Sunday, December 1, 2019

Doing Business in Russia Harder Now than in 1990s, Entrepreneurs Say


Paul Goble

            Staunton, November 28 – According to a new study of “Russian business Over the Last 30 Years Through the Eyes of Its ‘Fathers’ and ‘Sons’ organized by PwC and conducted by Moscow’s NAFI Analytic Center, the majority of former and current entrepreneurs say that doig business in Russia today is harder than it was in the 1990s.

            The poll, which surveyed businessmen of the early 1990s who were born between 1957 and 1963 and current ones born between 1980 and 1991 casts doubt on the claims of the Putin regime that the situation in Russia has become better for just about everyone compared to the first post-Soviet decade (t.me/TheForbiddenOpinion/4257).

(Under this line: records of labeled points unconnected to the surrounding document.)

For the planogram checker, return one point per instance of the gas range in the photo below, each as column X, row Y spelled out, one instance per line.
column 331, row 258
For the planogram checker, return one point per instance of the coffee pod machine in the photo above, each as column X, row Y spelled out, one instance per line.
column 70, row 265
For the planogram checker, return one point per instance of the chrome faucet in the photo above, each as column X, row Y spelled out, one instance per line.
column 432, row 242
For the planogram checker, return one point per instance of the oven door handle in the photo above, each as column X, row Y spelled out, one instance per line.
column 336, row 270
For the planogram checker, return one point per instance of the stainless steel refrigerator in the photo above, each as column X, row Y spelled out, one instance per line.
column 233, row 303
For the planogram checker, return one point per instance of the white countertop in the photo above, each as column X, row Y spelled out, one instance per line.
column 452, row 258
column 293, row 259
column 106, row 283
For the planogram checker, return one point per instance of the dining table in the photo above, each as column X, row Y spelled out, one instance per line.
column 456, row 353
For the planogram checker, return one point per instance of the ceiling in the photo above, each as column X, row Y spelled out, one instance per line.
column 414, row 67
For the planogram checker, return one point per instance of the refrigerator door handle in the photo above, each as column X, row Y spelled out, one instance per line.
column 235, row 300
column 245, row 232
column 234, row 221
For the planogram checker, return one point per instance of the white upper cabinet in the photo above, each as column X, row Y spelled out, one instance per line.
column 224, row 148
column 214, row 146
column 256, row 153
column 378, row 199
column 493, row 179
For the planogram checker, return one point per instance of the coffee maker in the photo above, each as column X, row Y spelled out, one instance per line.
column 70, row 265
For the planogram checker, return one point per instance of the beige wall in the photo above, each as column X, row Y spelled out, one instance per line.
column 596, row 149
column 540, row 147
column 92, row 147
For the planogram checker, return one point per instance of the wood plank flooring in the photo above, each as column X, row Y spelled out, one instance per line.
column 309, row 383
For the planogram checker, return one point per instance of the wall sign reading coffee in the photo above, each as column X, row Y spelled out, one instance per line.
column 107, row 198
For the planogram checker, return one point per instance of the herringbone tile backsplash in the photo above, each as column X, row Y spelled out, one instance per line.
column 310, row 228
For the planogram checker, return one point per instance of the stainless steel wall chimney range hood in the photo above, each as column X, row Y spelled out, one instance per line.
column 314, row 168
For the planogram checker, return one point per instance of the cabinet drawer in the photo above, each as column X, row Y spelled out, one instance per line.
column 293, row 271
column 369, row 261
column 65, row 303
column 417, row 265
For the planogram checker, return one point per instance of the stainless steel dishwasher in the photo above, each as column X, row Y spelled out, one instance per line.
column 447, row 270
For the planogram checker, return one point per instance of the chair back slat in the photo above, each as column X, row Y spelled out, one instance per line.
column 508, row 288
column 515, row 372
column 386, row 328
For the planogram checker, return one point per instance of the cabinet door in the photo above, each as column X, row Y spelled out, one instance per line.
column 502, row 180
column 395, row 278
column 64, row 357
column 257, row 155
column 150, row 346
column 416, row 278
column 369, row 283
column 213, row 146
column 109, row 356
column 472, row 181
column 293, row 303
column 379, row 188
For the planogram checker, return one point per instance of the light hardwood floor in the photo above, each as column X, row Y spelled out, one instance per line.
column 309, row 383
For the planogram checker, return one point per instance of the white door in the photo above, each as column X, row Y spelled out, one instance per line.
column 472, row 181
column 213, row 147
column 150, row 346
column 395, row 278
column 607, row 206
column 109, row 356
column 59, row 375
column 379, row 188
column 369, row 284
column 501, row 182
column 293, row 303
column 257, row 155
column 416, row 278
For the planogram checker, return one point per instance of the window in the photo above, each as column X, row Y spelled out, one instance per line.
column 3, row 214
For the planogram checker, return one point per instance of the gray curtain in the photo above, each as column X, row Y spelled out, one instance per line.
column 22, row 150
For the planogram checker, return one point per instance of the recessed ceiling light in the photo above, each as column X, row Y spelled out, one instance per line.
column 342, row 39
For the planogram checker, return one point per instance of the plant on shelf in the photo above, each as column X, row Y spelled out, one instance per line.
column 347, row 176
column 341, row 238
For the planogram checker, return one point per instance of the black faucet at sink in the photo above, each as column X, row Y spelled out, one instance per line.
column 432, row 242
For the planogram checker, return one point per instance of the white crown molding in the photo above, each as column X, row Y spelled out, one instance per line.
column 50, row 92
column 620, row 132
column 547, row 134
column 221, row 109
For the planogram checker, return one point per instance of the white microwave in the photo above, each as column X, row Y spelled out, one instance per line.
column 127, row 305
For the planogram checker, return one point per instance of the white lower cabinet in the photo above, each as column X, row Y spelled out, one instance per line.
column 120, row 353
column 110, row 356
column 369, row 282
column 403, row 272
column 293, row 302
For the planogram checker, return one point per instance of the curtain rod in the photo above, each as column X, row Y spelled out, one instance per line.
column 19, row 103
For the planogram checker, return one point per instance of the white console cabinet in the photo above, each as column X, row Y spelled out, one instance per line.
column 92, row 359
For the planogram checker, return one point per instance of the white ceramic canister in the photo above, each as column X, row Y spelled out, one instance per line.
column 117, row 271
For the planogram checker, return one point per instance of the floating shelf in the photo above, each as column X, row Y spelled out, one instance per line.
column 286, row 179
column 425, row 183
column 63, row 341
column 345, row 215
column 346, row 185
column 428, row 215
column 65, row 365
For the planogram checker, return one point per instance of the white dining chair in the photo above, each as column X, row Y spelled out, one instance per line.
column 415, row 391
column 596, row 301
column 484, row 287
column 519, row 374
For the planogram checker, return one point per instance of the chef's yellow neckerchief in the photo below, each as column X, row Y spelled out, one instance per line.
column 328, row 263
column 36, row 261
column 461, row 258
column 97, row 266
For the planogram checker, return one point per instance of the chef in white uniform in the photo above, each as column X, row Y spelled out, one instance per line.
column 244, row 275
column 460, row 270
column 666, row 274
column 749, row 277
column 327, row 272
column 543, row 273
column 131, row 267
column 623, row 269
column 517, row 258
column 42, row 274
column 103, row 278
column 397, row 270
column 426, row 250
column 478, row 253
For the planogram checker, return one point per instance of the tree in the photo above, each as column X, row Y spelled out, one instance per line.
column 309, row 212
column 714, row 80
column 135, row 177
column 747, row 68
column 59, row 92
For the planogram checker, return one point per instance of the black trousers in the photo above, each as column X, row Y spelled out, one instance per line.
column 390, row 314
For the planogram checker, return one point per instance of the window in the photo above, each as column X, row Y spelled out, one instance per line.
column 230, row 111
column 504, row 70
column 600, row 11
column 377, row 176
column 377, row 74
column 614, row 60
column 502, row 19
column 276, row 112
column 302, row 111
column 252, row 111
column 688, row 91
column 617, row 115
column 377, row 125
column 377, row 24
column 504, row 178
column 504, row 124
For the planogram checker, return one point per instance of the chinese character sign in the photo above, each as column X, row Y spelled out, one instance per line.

            Ninety percent of the sample expressed unhappiness with the grow in prices for fuel and energy, 38 percent complained about the growth in the level of corruption “in relations between business and the state, 46 percent expressed unhappiness at the declining skills of potential employees, and 42 percent complained of the falling purchasing power of the population.

Sixty-eight percent said that government regulation of business was “excessively severe” and said that if the government wants to see growth, it should allow businesses to operate with fewer restrictions.  And they indicated that however many problems there were in the 1990s, that decade was better for business than the Putin years have been.